L'équipe nationale iranienne de football a effectué son entrée en lice dans la Coupe du monde 2026 mardi, en faisant match nul 2-2 face à la Nouvelle-Zélande. Ce résultat intervient dans un contexte exceptionnel : la sélection, contrainte par les autorités américaines de résider hors du pays entre les rencontres, est installée au Mexique et doit se déplacer aux États-Unis pour chaque match. Une situation qui suscite l'incompréhension parmi les supporters et les observateurs.

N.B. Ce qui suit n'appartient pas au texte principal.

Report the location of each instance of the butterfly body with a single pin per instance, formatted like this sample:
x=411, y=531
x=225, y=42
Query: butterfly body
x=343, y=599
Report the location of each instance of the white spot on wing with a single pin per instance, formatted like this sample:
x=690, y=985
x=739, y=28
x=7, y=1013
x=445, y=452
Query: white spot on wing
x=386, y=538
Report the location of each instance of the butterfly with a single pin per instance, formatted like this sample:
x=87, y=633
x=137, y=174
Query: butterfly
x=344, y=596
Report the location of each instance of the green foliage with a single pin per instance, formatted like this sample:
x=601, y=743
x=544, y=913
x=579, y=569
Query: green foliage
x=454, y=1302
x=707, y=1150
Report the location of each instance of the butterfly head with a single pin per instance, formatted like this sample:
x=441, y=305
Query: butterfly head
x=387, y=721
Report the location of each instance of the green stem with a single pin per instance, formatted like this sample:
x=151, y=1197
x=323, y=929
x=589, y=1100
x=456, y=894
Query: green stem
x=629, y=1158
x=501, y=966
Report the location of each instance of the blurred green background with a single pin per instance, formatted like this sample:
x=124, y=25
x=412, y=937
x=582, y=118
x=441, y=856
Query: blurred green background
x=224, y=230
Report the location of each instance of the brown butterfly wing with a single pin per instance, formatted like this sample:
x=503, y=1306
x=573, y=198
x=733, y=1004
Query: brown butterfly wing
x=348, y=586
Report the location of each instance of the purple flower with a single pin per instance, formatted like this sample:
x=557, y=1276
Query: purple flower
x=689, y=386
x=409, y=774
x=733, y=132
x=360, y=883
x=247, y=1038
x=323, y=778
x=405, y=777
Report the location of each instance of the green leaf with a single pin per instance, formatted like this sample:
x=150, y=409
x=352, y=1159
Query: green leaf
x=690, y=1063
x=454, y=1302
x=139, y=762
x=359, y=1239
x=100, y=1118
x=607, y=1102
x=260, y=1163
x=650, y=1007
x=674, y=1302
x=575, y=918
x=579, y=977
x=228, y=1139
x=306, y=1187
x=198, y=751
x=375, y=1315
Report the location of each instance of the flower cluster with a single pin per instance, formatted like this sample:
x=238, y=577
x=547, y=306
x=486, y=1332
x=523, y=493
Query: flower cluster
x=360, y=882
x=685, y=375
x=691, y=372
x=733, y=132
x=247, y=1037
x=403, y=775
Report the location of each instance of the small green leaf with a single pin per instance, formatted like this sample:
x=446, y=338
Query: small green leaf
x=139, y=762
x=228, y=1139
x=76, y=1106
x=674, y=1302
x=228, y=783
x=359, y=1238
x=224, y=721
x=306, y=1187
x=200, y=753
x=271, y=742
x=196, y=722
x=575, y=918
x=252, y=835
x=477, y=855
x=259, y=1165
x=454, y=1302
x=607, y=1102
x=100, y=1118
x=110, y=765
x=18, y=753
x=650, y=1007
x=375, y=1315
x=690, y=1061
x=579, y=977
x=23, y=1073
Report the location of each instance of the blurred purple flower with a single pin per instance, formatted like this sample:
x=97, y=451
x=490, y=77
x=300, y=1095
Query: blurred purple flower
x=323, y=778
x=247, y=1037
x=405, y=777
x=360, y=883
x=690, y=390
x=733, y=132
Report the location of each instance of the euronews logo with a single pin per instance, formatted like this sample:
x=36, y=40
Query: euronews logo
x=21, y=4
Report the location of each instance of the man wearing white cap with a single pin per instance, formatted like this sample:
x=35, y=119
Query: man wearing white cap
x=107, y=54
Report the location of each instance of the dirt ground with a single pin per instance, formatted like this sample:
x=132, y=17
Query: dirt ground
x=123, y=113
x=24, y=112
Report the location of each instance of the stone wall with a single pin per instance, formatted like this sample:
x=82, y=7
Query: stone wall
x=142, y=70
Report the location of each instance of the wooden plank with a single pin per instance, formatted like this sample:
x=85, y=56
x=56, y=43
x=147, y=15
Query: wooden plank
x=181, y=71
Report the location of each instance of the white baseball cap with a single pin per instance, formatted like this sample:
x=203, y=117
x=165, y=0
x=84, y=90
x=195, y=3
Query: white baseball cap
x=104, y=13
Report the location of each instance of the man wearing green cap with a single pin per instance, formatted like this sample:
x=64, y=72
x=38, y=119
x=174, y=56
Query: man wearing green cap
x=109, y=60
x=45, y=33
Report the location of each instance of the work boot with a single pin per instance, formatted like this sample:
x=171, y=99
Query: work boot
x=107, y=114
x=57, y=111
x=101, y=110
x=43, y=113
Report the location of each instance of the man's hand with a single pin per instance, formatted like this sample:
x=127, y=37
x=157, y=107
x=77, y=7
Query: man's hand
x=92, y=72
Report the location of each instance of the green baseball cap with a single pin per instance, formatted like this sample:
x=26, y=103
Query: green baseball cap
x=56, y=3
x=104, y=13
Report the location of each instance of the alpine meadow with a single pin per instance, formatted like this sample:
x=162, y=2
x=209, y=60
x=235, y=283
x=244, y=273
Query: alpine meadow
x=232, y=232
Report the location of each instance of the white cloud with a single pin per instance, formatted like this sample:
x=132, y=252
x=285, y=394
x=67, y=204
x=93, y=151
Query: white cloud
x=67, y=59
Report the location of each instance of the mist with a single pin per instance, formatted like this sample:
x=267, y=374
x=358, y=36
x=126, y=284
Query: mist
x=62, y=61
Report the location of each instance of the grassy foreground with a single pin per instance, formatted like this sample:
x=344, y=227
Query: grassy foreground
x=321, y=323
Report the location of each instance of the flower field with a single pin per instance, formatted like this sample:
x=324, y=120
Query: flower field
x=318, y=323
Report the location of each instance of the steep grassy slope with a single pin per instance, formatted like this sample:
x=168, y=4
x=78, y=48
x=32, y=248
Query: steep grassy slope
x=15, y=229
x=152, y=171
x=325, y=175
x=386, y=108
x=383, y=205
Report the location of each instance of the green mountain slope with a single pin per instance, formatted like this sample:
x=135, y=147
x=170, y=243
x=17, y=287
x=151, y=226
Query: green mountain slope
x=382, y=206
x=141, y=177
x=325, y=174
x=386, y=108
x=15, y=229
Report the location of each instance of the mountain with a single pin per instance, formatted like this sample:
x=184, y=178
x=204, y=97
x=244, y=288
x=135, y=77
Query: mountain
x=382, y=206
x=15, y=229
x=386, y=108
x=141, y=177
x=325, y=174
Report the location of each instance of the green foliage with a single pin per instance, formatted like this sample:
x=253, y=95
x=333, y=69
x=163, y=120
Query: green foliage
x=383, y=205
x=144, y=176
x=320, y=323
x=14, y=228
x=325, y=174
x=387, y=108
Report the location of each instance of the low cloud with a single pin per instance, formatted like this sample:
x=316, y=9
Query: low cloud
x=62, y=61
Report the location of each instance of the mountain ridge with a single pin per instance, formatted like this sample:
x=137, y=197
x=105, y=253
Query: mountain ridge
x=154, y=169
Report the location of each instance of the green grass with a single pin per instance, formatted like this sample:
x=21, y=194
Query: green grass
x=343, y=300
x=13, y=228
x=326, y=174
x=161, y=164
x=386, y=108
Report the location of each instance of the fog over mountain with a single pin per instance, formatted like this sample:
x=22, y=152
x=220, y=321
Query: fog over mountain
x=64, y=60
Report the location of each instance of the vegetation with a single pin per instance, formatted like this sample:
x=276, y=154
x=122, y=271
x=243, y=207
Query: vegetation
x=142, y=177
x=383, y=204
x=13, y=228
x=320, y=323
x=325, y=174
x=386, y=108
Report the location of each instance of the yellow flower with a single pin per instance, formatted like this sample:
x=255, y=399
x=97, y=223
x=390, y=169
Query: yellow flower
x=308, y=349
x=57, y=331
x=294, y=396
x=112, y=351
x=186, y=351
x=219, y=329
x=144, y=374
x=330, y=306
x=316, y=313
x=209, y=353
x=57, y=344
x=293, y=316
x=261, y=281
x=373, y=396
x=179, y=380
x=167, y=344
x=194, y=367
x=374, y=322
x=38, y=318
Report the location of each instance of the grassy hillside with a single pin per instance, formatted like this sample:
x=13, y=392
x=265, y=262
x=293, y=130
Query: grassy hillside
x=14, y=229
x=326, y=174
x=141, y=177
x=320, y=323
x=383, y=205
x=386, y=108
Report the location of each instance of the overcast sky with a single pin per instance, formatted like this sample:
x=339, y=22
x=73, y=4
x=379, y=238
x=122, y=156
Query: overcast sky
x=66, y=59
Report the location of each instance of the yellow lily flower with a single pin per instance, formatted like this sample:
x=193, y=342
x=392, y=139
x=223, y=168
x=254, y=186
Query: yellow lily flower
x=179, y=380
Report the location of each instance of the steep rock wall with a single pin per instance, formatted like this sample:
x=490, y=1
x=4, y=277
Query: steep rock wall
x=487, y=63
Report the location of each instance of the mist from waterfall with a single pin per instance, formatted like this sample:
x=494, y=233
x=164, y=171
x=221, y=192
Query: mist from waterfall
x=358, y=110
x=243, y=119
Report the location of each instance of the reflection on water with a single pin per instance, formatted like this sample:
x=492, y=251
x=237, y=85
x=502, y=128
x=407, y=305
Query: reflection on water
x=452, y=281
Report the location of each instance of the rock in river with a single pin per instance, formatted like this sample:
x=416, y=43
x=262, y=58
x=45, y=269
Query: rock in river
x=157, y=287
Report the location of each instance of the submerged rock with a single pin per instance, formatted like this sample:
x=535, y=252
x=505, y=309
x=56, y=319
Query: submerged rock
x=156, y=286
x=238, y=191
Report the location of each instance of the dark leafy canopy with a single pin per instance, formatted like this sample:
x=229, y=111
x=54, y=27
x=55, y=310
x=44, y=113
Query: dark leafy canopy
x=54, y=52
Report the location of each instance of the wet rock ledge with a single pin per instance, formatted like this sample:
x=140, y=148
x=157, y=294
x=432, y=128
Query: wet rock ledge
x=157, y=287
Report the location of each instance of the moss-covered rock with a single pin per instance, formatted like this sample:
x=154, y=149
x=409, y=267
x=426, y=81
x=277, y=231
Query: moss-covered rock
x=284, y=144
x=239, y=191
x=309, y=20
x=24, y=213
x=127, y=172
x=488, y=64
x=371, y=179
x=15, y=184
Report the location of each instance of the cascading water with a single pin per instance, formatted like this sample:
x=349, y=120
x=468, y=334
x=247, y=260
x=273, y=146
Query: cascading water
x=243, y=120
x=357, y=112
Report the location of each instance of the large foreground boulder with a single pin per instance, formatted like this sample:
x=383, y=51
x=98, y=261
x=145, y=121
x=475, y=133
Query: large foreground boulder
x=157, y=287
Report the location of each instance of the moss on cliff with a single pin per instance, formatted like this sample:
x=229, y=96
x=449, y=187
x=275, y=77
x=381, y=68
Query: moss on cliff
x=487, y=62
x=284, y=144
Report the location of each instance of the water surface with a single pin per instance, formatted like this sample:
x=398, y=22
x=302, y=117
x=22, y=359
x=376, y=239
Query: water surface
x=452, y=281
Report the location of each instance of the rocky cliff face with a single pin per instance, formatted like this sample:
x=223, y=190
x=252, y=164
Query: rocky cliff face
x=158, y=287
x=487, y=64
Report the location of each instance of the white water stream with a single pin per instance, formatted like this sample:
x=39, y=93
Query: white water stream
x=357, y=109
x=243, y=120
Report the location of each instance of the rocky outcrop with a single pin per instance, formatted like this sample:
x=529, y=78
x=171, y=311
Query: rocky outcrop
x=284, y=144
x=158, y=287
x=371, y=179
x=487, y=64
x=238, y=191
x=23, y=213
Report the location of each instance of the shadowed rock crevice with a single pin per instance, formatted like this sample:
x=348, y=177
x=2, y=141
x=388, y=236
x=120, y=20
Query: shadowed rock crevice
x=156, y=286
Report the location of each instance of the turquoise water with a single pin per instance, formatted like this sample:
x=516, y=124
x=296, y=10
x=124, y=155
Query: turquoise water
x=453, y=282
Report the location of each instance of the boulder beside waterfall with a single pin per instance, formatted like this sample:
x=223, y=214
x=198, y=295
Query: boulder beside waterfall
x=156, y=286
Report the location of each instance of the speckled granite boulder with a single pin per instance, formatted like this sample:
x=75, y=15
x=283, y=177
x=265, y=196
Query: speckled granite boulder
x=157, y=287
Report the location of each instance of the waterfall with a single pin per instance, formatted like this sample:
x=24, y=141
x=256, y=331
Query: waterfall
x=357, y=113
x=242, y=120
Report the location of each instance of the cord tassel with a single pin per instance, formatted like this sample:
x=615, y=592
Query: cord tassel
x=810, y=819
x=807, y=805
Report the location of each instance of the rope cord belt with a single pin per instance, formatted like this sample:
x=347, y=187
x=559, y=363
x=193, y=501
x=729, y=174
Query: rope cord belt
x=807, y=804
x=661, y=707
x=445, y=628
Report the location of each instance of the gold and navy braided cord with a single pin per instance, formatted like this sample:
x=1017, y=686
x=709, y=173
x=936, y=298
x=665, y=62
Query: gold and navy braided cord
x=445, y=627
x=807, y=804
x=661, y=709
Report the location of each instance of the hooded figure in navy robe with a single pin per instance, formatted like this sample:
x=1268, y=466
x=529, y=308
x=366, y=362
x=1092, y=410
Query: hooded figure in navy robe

Pour les fans iraniens, ce Mondial se déroule sous le signe de l'incertitude politique et des répercussions du conflit entre Téhéran et Washington. La guerre au Moyen-Orient, qui a duré près de quatre mois, a brutalement interrompu la préparation de l'équipe et alimenté les craintes quant à la sécurité des joueurs et des supporteurs. Un accord de trêve entre les deux puissances, annoncé le 14 juin, a cependant ouvert la voie à des pourparlers de paix et à la réouverture du détroit d'Ormuz, une voie maritime essentielle pour l'économie mondiale.

Entre fierté nationale et méfiance

Interrogés par des médias, plusieurs supporteurs iraniens ont exprimé leur attachement à leur équipe nationale, qu'ils considèrent comme un vecteur de fierté et d'unité au-delà des clivages politiques. « Le football est la seule chose qui nous rassemble, tous les Iraniens, sans distinction », a confié un habitant de Téhéran. « Soutenir notre équipe, c'est soutenir notre pays, pas son gouvernement. »

D'autres, en revanche, ont fait part de leur méfiance envers les États-Unis, qu'ils accusent d'utiliser le sport comme levier politique. « Ils nous refusent le droit de vivre normalement, de voyager, de jouer. Et maintenant, ils nous font traverser la frontière comme des étrangers chez nous », a déploré un étudiant de la capitale.

Un boycott discret mais réel

Plusieurs supporters ont également indiqué qu'ils boycotteraient les matchs se déroulant sur le sol américain, préférant suivre les rencontres à la télévision ou dans des cafés à Téhéran. « Je ne mettrai pas un pied dans un stade américain tant que les États-Unis ne cesseront pas leurs attaques contre notre peuple », a déclaré une jeune femme, tout en reconnaissant que cela ne l'empêcherait pas de vibrer pour son équipe.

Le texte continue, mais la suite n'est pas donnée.